Stephen wrote :
"Lost my wife to skin cancer back in Feb 2006, have a blog with poems on
that
may help others, please take a look and forward on to anyone you think may
benefit from them.
www.cancerpoetrykidslife.blogspot.com"
Hi Stephen,
May I say congratulations on your new life, and new family of five (!), and
also on your creativity. My personal dance with cancer has not been anywhere
near as tragic as yours, but it had its moments of darkness. For me
expressing myself creatively (I am a poet since age 11 ... which makes that
53 years of poetry, short-stories, story-telling, and two novels ... none of
which has caused any great advance in literature

was a key to my survival
while dealing with cancer and at the same time loss (she left) of a long
relationship in which I had invested (perhaps inappropriately or insanely)

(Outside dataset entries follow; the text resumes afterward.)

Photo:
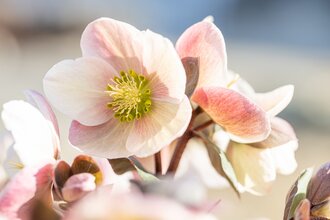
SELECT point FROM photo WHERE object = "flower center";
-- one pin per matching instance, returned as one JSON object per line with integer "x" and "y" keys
{"x": 131, "y": 96}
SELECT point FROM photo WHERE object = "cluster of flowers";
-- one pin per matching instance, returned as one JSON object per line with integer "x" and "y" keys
{"x": 143, "y": 110}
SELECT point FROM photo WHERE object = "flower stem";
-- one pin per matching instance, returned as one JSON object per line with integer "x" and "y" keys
{"x": 182, "y": 143}
{"x": 158, "y": 163}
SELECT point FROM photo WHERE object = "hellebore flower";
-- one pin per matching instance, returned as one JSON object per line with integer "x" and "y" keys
{"x": 125, "y": 95}
{"x": 35, "y": 132}
{"x": 247, "y": 117}
{"x": 242, "y": 118}
{"x": 103, "y": 204}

so much of my hopes for a future family.
Let me leave you with a poem, if I may, written during month two of
radiation (about six months ago), when my whole throat was pretty well
deep-fried : but this poem somehow emerged from its coccoon hopeful ...
The Sweet Coccoon
I'm not talking about a Wind that Whispers, or Swamps
Where Will-O-The-Wisps light up floating miasmic Vapours,
And I'm not singing my Lines Now : Fact is out of Tune, my Falsetto
Haunted by Oriental hemi-demi-quavers; Melody is way off There.
There was no Map brought Me Here (or There) : I leave no String behind,
To take Me back Out; I've erased the ancient Outback markers,
Deliberately scraped old Glyphs of Sound and Animals off Rocks :
Hid Here in a Nowhere where the thirsty Dreams are sure to pass Me by.
Oh yes ! This Is a watering-hole where They Must come at Night :
This Is a Carousel they Must spin-on endlessly delighting in Mirrors :
This Is a Factory where they knock out near perfect copies of Fantasies
To sell back-street cheap : malleable membranes for altering Memory.
And as I Change Memory, so am I ... not ... Lost, Destroyed, Mutilated,
But Re-Woven into this Sweet Coccoon, patched, re-embroidered, re-Born.